Literature DB >> 29518099

Genetic polymorphisms of NOS2 and predisposition to fracture non-union: A case control study based on Han Chinese population.

Wei Huang1, Kun Zhang1, Yangjun Zhu1, Zhan Wang1, Zijun Li1, Jun Zhang1.   

Abstract

A non-union, especially atrophic non-unions, is a permanent failure of healing following a fracture and can be difficult to treat. Approximately 5-10% of fractures will result in a non-union during the healing process. non-unions can be classified into two types: atrophic non-union which is often due to impaired bone healing with a potential biological mechanism, and hypertrophic non-union which is due to inadequate fixation after fracture. Genetic variations also play an important role in the fracture healing response. Previous studies based on animal models have indicated that NOS2 might be greatly involved in the bone fracture healing process. In this case-control study, 346 nonunion patients were compared to 883 patients with normal fracture healing to investigate the potential genetic association between NOS2 and the fracture healing process using study subjects of Chinese Han ancestry. Twenty-seven single nucleotide polymorphisms (SNPs) covering NOS2 were genotyped in our study subjects and analyzed. In addition to the single marker-based analysis, we performed a gene-by-environment analysis to examine the potential interactions between genetic polymorphisms and some environmental factors.
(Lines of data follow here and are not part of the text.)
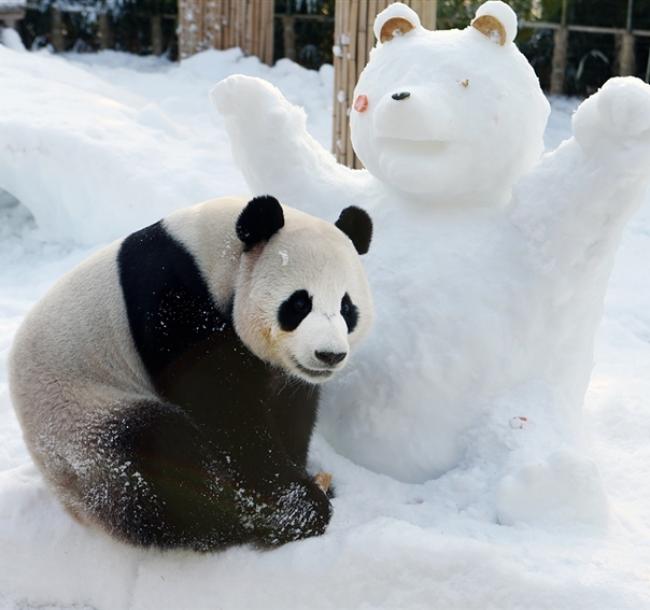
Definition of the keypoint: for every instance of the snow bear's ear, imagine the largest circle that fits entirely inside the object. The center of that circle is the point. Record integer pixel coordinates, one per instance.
(497, 21)
(395, 20)
(259, 221)
(357, 225)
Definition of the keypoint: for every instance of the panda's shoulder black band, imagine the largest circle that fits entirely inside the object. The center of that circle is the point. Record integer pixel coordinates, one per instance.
(169, 307)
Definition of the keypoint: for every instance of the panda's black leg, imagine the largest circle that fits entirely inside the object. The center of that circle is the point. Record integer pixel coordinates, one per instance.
(288, 504)
(159, 481)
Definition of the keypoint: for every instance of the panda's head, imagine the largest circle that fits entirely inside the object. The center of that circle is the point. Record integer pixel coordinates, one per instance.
(302, 299)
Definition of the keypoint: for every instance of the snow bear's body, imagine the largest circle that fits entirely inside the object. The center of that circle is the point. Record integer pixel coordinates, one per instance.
(166, 386)
(491, 264)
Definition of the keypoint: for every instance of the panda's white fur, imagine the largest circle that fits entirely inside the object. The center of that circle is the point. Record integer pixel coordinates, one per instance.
(77, 377)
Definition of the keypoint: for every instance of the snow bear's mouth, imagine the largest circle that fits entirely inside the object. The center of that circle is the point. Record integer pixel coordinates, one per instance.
(417, 148)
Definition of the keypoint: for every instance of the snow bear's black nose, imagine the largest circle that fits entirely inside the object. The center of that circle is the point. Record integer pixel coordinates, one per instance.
(331, 358)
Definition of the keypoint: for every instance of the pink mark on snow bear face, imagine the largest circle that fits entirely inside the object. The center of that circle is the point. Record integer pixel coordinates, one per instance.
(361, 103)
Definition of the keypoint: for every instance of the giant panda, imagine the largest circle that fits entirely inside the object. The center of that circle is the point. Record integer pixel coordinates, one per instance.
(167, 387)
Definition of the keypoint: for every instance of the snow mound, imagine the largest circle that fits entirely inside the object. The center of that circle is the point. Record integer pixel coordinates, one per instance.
(391, 545)
(132, 160)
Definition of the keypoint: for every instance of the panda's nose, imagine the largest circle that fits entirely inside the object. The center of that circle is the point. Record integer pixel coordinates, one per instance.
(331, 358)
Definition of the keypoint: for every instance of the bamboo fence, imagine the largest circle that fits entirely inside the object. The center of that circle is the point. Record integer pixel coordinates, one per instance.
(353, 39)
(222, 24)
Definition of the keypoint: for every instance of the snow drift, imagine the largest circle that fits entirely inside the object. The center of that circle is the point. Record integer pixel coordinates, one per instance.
(390, 545)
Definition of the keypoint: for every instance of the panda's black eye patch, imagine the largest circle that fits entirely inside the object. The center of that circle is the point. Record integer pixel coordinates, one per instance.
(349, 312)
(294, 310)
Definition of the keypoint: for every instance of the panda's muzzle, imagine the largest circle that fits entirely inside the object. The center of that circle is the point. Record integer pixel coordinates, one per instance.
(324, 373)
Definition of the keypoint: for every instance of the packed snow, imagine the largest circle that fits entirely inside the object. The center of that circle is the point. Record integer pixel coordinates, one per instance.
(94, 146)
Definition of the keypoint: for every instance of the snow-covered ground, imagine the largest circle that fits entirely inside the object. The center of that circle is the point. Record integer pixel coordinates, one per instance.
(93, 146)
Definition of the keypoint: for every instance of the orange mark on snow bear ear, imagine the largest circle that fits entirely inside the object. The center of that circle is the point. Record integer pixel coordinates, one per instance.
(491, 27)
(394, 26)
(361, 103)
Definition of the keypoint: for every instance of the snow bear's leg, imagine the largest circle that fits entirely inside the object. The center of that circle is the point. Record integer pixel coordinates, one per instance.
(273, 148)
(574, 204)
(149, 475)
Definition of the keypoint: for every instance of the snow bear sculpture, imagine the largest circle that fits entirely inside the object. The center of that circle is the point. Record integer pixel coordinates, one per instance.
(167, 387)
(491, 262)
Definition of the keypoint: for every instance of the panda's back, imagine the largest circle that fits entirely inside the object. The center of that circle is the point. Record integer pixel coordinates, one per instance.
(73, 357)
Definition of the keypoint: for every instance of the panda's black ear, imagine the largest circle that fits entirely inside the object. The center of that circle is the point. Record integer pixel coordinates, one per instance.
(259, 221)
(357, 225)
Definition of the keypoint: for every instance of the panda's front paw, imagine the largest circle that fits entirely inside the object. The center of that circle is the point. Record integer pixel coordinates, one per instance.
(563, 489)
(298, 510)
(618, 114)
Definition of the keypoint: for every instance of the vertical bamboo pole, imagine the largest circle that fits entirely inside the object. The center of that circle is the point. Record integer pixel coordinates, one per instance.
(560, 46)
(351, 59)
(337, 58)
(156, 35)
(57, 36)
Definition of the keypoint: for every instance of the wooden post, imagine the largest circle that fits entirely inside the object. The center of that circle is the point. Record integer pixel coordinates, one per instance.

SNP rs2297514 showed significant association with the fracture healing process after adjusting for age and gender (OR = 1.38, P = 0.0005). Our results indicated that the T allele of rs2297514 significantly increased the risk of a non-union during the fracture healing process by 38% compared to the C allele. Further stratification analyses conducted for this SNP using data from subgroups classified by different sites of fracture indicated that significance could only be observed in the tibial diaphysis subgroup (N = 428, OR = 1.77, P = 0.0007) but not other groups including femur diaphysis, humeral shaft, ulnar shaft, and femur neck. Gene-by-environment interaction analyses of the three environmental factors showed no significant results. In this study, rs2297514 was significantly associated with the non-union status of fracture healing using a large Chinese population-based study sample. Our findings replicated those of a previous preliminary study and offered strong evidence linking NOS2 and fracture healing.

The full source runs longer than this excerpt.